Impressing at film festivals this year from its Cannes debut onwards, and high up lists submitted by Flicks writers in Australia, New Zealand and the UK, some audiences will need to wait until the new year to see May December (a nudge into 2024 for some countries’ general release signalling faith in its awards prospects).

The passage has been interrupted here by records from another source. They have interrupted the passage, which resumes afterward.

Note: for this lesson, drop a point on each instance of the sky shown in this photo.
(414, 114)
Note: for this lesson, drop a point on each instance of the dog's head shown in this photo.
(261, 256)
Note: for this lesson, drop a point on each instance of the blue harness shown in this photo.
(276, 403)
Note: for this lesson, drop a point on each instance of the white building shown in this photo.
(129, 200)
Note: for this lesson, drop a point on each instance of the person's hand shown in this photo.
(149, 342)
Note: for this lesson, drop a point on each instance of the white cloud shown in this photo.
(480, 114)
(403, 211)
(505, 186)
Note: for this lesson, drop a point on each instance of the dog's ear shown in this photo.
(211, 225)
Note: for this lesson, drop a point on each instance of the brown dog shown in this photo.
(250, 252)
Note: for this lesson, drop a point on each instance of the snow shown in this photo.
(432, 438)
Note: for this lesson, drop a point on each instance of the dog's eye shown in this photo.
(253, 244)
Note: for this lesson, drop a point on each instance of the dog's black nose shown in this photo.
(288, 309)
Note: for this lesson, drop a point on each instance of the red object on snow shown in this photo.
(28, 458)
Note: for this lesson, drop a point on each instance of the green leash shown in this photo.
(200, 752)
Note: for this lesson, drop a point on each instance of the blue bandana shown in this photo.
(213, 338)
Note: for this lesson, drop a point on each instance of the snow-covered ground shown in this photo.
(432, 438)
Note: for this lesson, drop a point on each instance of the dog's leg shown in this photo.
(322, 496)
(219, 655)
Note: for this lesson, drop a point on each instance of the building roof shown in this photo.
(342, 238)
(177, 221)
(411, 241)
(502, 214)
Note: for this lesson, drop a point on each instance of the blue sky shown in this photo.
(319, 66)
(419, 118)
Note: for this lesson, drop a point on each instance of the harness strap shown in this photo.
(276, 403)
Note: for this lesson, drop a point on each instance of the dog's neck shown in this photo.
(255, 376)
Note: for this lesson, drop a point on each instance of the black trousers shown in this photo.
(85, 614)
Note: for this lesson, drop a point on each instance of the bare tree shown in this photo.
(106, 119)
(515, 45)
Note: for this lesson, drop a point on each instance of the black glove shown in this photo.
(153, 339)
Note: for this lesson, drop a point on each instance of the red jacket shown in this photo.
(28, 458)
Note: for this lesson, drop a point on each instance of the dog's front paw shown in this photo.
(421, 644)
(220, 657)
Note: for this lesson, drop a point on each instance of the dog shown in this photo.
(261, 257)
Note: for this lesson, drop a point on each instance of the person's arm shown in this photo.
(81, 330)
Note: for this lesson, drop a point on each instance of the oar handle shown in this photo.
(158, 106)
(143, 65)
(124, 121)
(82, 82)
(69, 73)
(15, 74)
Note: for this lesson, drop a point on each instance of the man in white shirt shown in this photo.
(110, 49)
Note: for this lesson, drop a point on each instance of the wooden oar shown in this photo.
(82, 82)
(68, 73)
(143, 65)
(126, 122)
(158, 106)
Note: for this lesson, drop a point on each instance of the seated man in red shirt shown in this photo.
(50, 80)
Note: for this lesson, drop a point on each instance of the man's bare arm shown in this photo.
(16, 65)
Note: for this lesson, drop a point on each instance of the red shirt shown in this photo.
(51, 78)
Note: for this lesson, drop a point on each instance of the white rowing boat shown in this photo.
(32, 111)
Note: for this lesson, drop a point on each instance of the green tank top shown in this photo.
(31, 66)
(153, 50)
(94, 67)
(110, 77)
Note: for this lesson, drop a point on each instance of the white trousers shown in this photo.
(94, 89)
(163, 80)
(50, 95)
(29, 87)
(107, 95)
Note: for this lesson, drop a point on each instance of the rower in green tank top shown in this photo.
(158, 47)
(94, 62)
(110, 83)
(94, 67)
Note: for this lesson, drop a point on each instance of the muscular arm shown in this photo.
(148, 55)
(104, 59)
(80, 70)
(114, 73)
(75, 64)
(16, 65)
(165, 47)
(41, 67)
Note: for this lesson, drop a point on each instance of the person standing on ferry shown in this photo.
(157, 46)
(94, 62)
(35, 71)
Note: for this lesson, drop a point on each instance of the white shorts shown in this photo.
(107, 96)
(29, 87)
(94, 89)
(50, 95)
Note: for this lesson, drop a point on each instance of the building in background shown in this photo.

Natalie Portman is an actor researching an upcoming role, Julianne Moore the real-life subject of the film that’s to be made, and Riverdale‘s Charles Melton her husband—whom Moore’s character formed a scandalous relationship with when he was an underage teen (go watch some Mary Kay Letourneau interviews after seeing this…).

On one hand, it’s a character-driven drama, with powerhouse performances from Moore and Portman, who go up against each other at full thesp force; on another, it features unexpected moments of comedy (early on, I laughed at three gags in the space of about a minute); and it embraces the OTT to the point where you’d almost expect to hear Moore wail “no more wire hangers!”

Todd Haynes (Carol) expertly juggles drama, thrills, comedy and melodrama as his cast brings their A-game—plenty of May December’s individual components deserve compliments, but it’s Haynes’ mastery of tone and ability to balance seemingly contradictory elements that cement May December’s status as a 2023 standout.

After May December played NZ International Film Festival, Sarah Thomson wrote: “Todd Haynes does Tennessee Williams; Julianne Moore does Mommie Dearest; Charles Melton does mumblecore Brando; and Natalie Portman’s mimicry/doubling chills more than Black Swan. Full of instantly quotable one-liners, May December turns the problematic appeal of tabloid scandal and airport novel true-crime into a camp unravelling of ageing, sexuality, and control.”

From Melbourne International Film Festival, Eliza Janssen observes: “As a vulture-like actress picking Moore’s complex romantic life apart for an upcoming biopic role, [Portman] perfectly understands the heightened mood Haynes is cultivating here.”